When I was a good bit younger, I once followed several of my cousins into a lakeside cave. This ragged, rocky opening had only recently become accessible due to drought, so with all the invincibility of the young, we wriggled and shrugged our way in, entirely blind in the darkness. There came a moment when, having belly-slithered as far as I could fit, my shirt caught on the rocky ceiling and I stuck fast and, in that moment, it was as if I had become suddenly and crushingly aware of each and every ounce and pound and ton of stone and soil above me, of all the annals of geological history stacked up like so many dirty dinner plates and threatening to come crashing down. It was not a rational, logical awareness, but rather the sense of an impending weight from every side at once—a claustrophobia both physical and mental that would take days to shake.
Silent Shadows has much the same effect on its reader. From the opening scene, in which Aníbal Coloma is ripped from sleep to flee headlong through the pitch black night with the sounds of chase and struggle hard at his heels, to the conclusion, in which decades-old decisions catch up with Aníbal in a final moment of clarity, the author, Luis Sanz Irles, uses the power of language and the weight of history to capture and enclose his readers right along with his characters. Even in those passages where the action is at a less than frantic pitch, the feeling cannot be shaken that the walls of some invisible room are slowly, imperceptibly, and yet unyieldingly closing in, not unlike those of the cell from Poe’s “The Pit and Pendulum.”

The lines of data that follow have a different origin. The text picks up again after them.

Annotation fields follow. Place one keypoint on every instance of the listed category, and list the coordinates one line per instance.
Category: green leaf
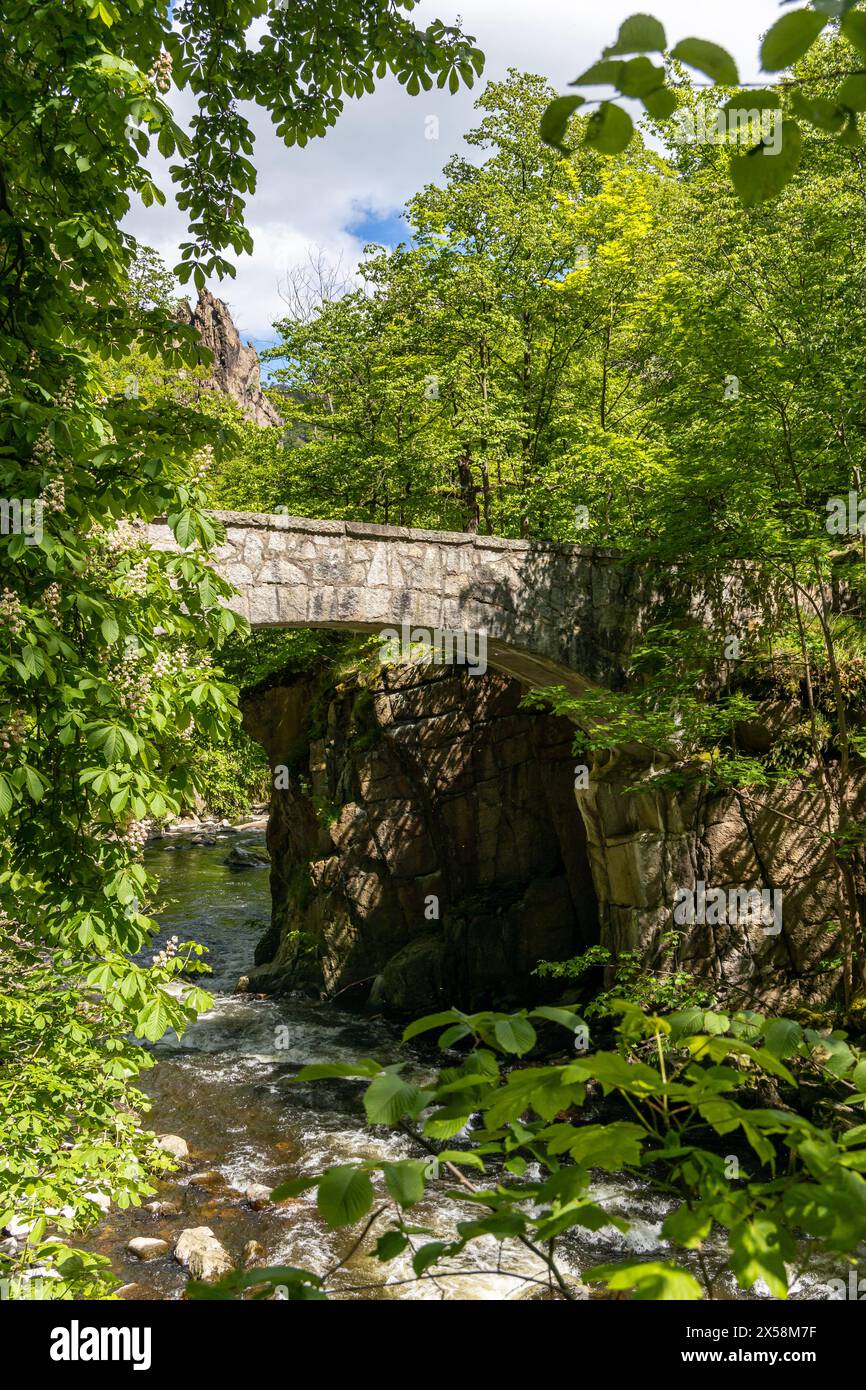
(638, 34)
(345, 1194)
(609, 129)
(660, 103)
(854, 28)
(852, 93)
(790, 38)
(783, 1037)
(819, 111)
(651, 1279)
(405, 1180)
(761, 175)
(555, 120)
(711, 59)
(610, 1147)
(389, 1098)
(569, 1018)
(515, 1036)
(431, 1020)
(153, 1020)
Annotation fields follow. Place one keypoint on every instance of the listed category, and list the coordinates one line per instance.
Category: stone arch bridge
(551, 613)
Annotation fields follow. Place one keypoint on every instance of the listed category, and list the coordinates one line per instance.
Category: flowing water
(227, 1089)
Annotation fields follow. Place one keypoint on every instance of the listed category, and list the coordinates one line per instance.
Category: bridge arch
(552, 613)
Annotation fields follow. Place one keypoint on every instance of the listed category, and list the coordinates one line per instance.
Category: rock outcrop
(433, 845)
(235, 364)
(428, 847)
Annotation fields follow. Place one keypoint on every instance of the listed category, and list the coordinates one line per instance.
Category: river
(225, 1089)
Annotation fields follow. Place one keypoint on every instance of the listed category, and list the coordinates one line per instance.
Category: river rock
(199, 1251)
(173, 1144)
(160, 1208)
(241, 858)
(148, 1247)
(253, 1254)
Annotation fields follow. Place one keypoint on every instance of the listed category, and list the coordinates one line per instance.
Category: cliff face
(431, 847)
(235, 366)
(647, 847)
(428, 848)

Picking up Aníbal’s story in 1975, as Franco’s regime comes to an end in Spain, Silent Shadows carries the reader around Europe and back and forth through the years, examining what it means to act on zealous beliefs and the effects of those actions, whether immediate or long-delayed. And while the silent shadows of the title are most literally humans, the worst shadows are those in the mind: “Memories, memories… Memory, so insidious, had taken control of his every faculty, expanding to fill his small room, nearly displacing the air itself.”

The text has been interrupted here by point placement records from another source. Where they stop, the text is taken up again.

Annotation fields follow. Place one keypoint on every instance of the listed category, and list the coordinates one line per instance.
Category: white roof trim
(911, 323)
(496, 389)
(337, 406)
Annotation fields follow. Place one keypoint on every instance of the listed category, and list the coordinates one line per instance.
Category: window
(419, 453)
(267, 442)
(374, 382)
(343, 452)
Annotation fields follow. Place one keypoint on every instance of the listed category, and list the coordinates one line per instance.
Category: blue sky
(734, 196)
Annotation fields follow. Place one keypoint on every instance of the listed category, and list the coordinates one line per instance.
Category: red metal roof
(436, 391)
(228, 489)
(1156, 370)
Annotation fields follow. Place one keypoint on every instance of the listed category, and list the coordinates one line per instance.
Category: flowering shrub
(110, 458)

Originally published in Spanish as Una callada sombra in 2012, Silent Shadows appears in English now thanks to Lisa Carter’s masterful translation. While no novel is easy to translate, the specific role Sanz Irles intended for language to play in the story meant this was an especially difficult one to make sense of in English. More on the translation process can be found in these two articles by the author and translator, respectively. Regardless of a reader’s interest in the fact or act of translation, Silent Shadows is thrilling trip through time, space, and language that won’t soon be forgotten.